Alors que le spectre d’une seconde vague épidémique semble s’éloigner, se profile une crise sociale et scolaire qui se soldera, pour des dizaines de milliers d’enfants, par plus de cinq mois de déscolarisation, plus ou moins compensée par les familles. Au vu de la situation parfaitement anomique qui règne aujourd’hui dans bon nombre d’établissements, où l’on ne sait plus très bien qui décide de quoi en matière d’accueil (Etat, collectivités territoriales, enseignants, parents), il est à craindre que la rentrée de septembre soit elle-même perturbée.
Les conséquences de cette situation inédite sont pourtant parfaitement anticipables. L’impact des périodes de déscolarisation est bien connu des spécialistes de sciences de l’éducation, qui se sont penchés sur l’effet des vacances d’été. En gros, les périodes d’interruption scolaire estivales s’accompagnent chez les enfants d’une perte de compétences cognitives (summer learning loss), variable selon les domaines, mais d’autant plus prononcée que l’interruption est prolongée – pour une méta-analyse, voir Cooper et al, 1996 (1).
Toutes ces études soulignent de surcroît le fort gradient social de cet effet : il est d’autant plus prononcé que les familles sont socialement et culturellement démunies, éloignées de l’école, de ses attentes et de ses prérequis – voir par exemple Burkam et al., 2004 (2).

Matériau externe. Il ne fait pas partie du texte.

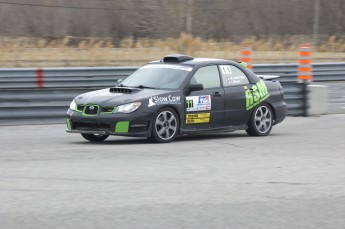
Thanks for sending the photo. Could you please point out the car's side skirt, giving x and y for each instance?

Après cinq mois d’interruption scolaire, un méga-summer learning loss effect est devant nous, qui frappera en priorité les territoires et les populations les plus démunies, où la réouverture des écoles publiques s’avère de surcroît la plus chaotique. Le système éducatif français, qui se caractérise par une très forte emprise de l’origine sociale sur les résultats et les cursus scolaires, n’avait décidément pas besoin d’un tel imbroglio.
Entre-temps, le rapport des familles à l’école aura été profondément altéré. Que restera-t-il de l’obligation scolaire après que celle-ci aura été, à l’heure du déconfinement, sous l’impulsion du ministre de l’Education nationale lui-même, assurée sur la base du volontariat des familles ? N’est-il pas temps de gérer le déconfinement comme nous avons géré précédemment le confinement, en nous rangeant prioritairement à l’avis des autorités médicales ? Celles-ci pointent aujourd’hui l’urgente nécessité de remettre nos écoles à flot, fût-ce en allégeant les contraintes du protocole sanitaire imaginé il y a quelques semaines par le ministère de l’Education nationale et en se concentrant sur l’éducation à l’hygiène et aux gestes barrières ?
Profitons-en également pour sortir du confinement universitaire : les universités demeurent fermées dans l’indifférence générale, elles qui accueillent également les étudiants les plus modestes, enfants d’employés et d’ouvriers. Tandis que le sort des élèves des classes préparatoires préparant les concours des grandes écoles a immédiatement été pris en compte, les pouvoirs publics rivalisant d’ingéniosité pour organiser «quoi qu’il en coûte» les concours de fin d’année, les étudiants des universités sont une nouvelle fois sacrifiés, alors même qu’ils paient chèrement, à bien des égards, le coût de leurs études.